Europe - EU urged to close e-commerce loopholes to protect imports

The European Footwear Confederation (CEC), together with 63 other European entities, have urged the EU to close regulatory loopholes that allow unsafe, non-compliant products from non-EU sellers to reach consumers via online marketplaces. By ILM.


As e-commerce expands, these platforms have become key gateways for developing countries’ goods, often bypassing EU requirements that an EU-based economic operator ensures, like product and packaging compliance. With rising e-commerce volumes (4.6 billion small parcels annually), especially during sales peaks like Black Friday or Christmas-period shopping, this loophole poses growing risks to consumer safety, environmental goals and fair competition.

Currently, online marketplaces are not legally recognised as economic operators, so they are only required to act when informed of non-compliance. The Digital Services Act, General Product Safety Regulation and Green Deal have not resolved this gap.
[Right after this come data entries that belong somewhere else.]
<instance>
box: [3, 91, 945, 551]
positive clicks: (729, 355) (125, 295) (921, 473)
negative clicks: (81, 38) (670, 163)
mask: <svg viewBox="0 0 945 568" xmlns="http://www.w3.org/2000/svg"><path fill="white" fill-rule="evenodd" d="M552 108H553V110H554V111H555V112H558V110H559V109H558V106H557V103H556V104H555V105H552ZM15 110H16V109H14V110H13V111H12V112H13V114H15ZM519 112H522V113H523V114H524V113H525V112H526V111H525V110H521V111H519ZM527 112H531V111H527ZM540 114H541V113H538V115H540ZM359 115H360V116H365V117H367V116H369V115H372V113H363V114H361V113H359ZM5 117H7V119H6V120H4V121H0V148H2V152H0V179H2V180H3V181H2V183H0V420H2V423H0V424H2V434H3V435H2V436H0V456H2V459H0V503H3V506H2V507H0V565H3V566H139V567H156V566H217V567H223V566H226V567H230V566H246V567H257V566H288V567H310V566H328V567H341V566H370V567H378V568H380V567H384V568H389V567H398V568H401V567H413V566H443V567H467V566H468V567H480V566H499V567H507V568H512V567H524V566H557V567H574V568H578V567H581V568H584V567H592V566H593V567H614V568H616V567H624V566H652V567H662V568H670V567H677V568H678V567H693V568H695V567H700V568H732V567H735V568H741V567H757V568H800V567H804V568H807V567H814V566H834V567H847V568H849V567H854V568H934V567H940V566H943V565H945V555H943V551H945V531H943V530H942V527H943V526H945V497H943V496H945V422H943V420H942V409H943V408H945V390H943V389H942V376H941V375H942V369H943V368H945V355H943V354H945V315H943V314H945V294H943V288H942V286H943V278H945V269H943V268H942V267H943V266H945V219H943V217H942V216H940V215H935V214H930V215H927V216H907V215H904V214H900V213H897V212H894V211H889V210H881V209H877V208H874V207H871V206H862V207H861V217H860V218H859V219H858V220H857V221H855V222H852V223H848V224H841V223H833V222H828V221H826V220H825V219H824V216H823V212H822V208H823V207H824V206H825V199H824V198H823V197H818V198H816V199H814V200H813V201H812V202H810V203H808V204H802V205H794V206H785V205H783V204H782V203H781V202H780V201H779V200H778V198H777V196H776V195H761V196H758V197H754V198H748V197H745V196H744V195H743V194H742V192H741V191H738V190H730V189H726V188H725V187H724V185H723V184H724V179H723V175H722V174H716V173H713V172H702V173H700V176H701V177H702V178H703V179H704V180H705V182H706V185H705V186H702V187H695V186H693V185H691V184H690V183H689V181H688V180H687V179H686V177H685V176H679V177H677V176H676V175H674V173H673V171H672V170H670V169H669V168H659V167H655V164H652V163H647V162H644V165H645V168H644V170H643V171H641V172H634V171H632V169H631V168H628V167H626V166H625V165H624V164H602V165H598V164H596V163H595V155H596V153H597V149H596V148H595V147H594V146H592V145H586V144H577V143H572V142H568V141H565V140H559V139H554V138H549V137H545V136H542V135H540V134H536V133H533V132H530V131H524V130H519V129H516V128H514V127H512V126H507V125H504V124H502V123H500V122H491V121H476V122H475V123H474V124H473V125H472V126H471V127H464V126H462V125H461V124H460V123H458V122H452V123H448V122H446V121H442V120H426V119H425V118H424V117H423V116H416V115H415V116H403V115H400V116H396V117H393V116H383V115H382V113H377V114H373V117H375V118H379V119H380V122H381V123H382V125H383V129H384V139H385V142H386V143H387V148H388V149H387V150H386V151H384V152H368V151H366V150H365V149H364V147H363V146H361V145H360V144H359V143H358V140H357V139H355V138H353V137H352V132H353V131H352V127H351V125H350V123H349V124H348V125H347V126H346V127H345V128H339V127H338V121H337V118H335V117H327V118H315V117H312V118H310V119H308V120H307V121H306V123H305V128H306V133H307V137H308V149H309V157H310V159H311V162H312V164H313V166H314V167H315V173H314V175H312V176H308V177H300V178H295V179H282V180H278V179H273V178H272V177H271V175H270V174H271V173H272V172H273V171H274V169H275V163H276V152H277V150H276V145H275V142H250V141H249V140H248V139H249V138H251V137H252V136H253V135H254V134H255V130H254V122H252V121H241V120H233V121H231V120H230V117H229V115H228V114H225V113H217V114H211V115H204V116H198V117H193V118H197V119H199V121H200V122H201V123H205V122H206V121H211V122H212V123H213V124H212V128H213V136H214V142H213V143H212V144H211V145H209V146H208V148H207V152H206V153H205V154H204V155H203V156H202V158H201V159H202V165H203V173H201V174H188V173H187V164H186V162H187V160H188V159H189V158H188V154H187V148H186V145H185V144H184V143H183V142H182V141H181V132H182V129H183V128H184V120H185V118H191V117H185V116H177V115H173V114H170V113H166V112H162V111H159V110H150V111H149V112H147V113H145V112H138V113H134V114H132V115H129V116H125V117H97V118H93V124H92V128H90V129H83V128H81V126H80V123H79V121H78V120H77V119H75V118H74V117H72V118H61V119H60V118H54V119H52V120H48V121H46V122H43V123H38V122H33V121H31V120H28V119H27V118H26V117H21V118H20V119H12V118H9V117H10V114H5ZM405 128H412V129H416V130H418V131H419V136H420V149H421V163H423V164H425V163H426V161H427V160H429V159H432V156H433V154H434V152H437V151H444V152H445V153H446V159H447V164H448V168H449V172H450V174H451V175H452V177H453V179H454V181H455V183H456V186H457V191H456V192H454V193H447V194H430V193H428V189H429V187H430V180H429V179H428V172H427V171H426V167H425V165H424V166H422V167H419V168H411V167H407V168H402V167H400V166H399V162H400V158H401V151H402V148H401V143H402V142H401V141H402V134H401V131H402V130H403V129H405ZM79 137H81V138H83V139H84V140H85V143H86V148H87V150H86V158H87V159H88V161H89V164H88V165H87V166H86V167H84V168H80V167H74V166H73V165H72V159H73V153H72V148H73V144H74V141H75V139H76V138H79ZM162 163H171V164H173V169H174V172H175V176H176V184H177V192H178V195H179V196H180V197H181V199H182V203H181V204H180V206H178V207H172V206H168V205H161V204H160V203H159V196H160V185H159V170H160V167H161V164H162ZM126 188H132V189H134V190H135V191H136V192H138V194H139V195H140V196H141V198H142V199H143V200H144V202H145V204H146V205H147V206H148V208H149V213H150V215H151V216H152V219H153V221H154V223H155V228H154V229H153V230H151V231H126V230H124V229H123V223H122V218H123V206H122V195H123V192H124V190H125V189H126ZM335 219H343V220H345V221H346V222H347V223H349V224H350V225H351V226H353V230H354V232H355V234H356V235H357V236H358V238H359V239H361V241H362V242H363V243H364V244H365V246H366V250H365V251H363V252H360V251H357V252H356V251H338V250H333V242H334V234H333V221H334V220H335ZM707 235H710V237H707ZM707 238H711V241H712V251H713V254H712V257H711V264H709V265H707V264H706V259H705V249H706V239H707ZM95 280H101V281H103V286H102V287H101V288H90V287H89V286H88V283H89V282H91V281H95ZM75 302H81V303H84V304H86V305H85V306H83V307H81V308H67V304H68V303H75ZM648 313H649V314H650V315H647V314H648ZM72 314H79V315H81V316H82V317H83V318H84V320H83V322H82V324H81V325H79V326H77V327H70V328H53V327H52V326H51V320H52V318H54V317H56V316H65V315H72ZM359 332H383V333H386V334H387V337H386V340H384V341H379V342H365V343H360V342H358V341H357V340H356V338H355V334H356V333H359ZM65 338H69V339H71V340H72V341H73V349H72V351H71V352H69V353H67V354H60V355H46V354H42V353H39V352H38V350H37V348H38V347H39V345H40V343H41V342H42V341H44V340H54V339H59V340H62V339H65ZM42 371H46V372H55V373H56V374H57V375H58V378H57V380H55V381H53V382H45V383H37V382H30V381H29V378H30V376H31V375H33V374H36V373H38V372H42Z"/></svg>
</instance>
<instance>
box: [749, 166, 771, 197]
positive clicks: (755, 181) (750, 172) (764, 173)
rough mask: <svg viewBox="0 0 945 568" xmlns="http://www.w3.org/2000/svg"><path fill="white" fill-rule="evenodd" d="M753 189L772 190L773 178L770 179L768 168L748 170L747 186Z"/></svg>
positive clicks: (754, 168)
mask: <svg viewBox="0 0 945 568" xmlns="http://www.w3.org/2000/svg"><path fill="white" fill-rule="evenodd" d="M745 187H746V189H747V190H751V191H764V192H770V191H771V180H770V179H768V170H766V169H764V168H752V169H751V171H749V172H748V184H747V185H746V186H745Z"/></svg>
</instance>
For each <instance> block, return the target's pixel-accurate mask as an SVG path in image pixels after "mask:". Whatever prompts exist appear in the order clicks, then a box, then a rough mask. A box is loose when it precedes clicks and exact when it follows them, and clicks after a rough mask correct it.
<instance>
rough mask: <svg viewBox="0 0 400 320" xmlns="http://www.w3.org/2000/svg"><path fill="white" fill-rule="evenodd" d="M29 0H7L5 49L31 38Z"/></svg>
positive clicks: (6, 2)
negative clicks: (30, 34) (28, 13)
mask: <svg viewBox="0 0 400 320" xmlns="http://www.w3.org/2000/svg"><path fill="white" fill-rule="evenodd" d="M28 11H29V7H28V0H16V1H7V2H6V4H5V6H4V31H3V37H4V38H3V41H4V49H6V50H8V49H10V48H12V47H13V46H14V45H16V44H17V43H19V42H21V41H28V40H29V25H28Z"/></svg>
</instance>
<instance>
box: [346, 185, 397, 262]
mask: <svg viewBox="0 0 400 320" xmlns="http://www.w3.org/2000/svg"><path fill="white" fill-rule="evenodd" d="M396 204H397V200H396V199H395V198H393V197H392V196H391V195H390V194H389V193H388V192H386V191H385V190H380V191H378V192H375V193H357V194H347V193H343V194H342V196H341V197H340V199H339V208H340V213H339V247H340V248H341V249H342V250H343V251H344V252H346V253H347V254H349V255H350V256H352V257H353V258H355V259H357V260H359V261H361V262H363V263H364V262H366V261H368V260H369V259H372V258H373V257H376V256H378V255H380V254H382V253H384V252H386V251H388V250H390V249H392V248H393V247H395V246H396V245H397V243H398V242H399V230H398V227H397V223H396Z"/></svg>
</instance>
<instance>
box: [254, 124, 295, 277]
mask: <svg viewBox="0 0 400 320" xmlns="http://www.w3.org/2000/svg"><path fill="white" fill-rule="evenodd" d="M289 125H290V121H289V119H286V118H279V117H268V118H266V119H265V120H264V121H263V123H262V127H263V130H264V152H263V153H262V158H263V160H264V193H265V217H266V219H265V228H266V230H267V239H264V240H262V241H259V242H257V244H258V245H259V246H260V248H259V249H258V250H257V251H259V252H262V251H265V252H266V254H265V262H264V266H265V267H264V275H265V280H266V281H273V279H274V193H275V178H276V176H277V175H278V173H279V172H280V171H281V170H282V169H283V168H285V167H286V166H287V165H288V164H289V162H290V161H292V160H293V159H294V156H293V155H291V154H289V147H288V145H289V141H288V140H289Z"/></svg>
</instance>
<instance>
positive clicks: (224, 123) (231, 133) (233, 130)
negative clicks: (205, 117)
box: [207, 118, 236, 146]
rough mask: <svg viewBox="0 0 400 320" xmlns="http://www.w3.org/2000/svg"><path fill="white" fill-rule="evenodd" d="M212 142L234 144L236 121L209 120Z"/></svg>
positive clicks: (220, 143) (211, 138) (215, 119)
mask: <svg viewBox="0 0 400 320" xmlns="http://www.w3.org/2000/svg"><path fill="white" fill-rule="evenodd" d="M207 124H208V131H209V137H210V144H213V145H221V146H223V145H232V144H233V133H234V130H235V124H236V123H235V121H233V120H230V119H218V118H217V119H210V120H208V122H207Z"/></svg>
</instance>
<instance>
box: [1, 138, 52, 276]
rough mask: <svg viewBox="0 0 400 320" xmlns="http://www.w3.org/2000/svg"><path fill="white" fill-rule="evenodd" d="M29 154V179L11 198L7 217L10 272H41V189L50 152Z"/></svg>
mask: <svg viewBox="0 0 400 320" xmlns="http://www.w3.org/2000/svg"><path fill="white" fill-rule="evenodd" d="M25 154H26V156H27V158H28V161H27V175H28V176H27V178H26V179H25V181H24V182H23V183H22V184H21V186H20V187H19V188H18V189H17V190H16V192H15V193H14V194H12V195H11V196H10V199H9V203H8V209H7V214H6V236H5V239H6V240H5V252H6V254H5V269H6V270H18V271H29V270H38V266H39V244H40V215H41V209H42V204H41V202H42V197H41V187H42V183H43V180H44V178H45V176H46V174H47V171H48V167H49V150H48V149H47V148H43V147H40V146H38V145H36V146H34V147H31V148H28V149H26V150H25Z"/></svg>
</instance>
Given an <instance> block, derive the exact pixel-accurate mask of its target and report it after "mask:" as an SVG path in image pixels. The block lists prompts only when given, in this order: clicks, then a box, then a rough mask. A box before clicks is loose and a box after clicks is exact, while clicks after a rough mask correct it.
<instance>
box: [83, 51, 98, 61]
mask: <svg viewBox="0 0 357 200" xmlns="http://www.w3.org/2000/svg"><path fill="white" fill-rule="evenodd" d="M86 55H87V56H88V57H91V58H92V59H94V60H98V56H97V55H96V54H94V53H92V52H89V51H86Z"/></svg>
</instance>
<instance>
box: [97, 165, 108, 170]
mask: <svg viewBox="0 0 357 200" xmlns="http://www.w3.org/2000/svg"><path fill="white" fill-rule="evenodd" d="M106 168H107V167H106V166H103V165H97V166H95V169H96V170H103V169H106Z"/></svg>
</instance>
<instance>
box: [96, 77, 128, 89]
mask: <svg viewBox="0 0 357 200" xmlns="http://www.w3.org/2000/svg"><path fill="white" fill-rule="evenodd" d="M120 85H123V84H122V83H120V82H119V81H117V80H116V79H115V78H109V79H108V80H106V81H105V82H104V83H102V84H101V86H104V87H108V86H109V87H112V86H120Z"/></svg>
According to the group, made up of EU policymakers, environmental and consumer NGOs, industry and retail and wholesale groups, the following is needed:

  • All products sold in the EU must have an EU-based operator that is legally responsible for their full compliance.
  • Online marketplaces must be recognised as economic operators, which ensures they are legally responsible for products from unreachable or non-EU sellers.
  • Online marketplaces must verify product compliance, enforce seller traceability, ensure and assume EPR responsibilities and be held liable for non-compliance.
  • For strengthened product and seller traceability, there must be EU databases and strictly enforced DSA requirements.
  • For strengthened customs for small parcel imports, the EU should adopt the ‘deemed importer’ rule, abolish the De Minimis threshold, and tighten oversight of small parcel imports to ensure compliance.
  • For strengthened enforcement of existing EU rules, resources and stronger EU-level enforcement is needed to police non-EU sellers and block non-compliant online marketplace goods.


Examples and data

Recent data presented in the joint statement highlights widespread non-compliance in EU online marketplaces: courts have ruled against Intense Pulsed Light (IPL) device sellers for lacking EU-authorised representatives; a 2024 Lighting Europe mystery shopper study found 100% of inspected lamps and LED products were non-compliant; Germany’s mandatory WEEE checks doubled registrations, showing improved compliance when enforced; Eunomia found 5–10% of online electronics sales avoid EPR fees, totalling 460,000–920,000 tons annually; and a 2024 TIE study revealed 80% of toys from third-party sellers fail EU safety standards, posing risks to children.